Stand out tools from this list include SolarWinds Permissions Analyzer for Active Directory, Recovery Manager for Active Directory, and Bulk Password Control. SolarWinds Permissions Analyzer for Active Directory allows you to provide a little more scrutiny over who has access to what data. On the health maintenance side of things, Recovery Manager for Active Directory acts as a backup plan if something goes wrong.

It goes without saying that Bulk Password Control allows you to allocate and manage user passwords on an automated basis. Combining these tools together, or similar tools provide you with a strong cross-section of tools to redefine your Active Directory experience.

See also: PowerShell Cheat Sheet

Active Directory & AD Management FAQs

How does Active Directory management work in Access Rights Manager?

SolarWinds Access Rights Manager provides an interface to Active Directory. Your user accounts and resource permissions data is flowed through to Active Directory. However, ARM is able to coordinate data between several instances of AD and record all of the information necessary to quickly compile compliance reports.

Is Active Directory free?

Active Directory is built into Windows Server, so if you have that operating system, you don’t have to pay for AD. Microsoft also makes Active Directory available as an Azure service. The price for AD is free for users of Azure services or Office 365.

How so I create a desktop shortcut for Active Directory?

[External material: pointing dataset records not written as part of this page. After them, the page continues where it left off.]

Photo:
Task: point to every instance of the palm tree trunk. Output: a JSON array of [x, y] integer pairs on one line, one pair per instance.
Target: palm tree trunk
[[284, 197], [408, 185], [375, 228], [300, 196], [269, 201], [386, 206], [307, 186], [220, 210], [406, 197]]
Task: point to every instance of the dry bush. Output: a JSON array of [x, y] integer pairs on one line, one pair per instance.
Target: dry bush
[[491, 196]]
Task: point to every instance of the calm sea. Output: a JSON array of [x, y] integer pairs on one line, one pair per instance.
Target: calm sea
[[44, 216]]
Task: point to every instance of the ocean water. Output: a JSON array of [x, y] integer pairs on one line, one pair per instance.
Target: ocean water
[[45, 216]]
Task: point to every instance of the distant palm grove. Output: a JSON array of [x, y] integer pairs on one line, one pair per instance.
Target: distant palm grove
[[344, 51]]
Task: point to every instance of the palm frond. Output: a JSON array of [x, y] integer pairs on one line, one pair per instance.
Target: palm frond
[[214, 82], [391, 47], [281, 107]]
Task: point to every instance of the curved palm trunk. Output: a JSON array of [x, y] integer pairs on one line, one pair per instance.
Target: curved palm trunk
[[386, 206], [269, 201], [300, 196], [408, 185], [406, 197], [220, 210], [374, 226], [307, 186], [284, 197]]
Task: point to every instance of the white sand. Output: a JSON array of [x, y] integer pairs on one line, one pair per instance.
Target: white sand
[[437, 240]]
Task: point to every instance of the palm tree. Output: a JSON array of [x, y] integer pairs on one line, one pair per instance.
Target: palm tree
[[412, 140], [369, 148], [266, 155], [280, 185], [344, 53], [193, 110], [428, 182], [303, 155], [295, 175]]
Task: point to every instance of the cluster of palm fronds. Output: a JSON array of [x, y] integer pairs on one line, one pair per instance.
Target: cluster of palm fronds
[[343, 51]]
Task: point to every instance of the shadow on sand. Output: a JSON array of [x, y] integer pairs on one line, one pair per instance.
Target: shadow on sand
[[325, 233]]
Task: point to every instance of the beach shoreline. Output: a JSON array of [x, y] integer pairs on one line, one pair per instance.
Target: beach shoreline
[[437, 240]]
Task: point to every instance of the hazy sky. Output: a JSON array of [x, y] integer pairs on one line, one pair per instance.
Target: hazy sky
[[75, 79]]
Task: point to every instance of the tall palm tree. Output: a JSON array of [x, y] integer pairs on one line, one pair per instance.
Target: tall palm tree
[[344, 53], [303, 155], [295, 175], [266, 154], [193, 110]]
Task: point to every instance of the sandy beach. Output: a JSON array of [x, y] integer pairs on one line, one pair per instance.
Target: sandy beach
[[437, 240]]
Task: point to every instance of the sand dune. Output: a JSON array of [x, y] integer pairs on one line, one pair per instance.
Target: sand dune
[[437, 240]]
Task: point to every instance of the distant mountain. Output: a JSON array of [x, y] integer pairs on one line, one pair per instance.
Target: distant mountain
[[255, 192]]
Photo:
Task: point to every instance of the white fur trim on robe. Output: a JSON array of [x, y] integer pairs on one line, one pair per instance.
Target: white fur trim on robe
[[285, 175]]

To create an AD shortcut on your desktop:

  1. Right-click anywhere over the desktop to get the context menu.
  2. Hover over New to get the sub-menu. Click on Shortcut.
  3. Enter dsa.msc as the location of the destination for the shortcut and click Next.
  4. Enter a name for the shortcut.
  5. Click on Finish.

How to perform Active Directory cleanup?

To perform an Active Directory Domain Services metadata cleanup:

  1. Open Active Directory Users and Computers.
  2. Click the name of the domain controller that you want to clean up. Click OK.
  3. Expand the domain of the domain controller that was forcibly removed.  Click on Domain Controllers.
  4. In the details pane, right-click the computer object to clean up. Click on Delete.
  5. In the Active Directory Domain Services popup. check the domain controller name. Click on Yes.
  6. In the Deleting Domain Controller popup, select This Domain Controller is permanently offline and can no longer be demoted using the Active Directory Domain Services Installation Wizard (DCPROMO). Click on Delete.
  7. For a global catalog server, a confirmation popup will appear. Click Yes to continue with the deletion.
  8. A domain controller that has operations master role will provoke an action popup. Click OK to move the role or roles to the domain controller that is shown.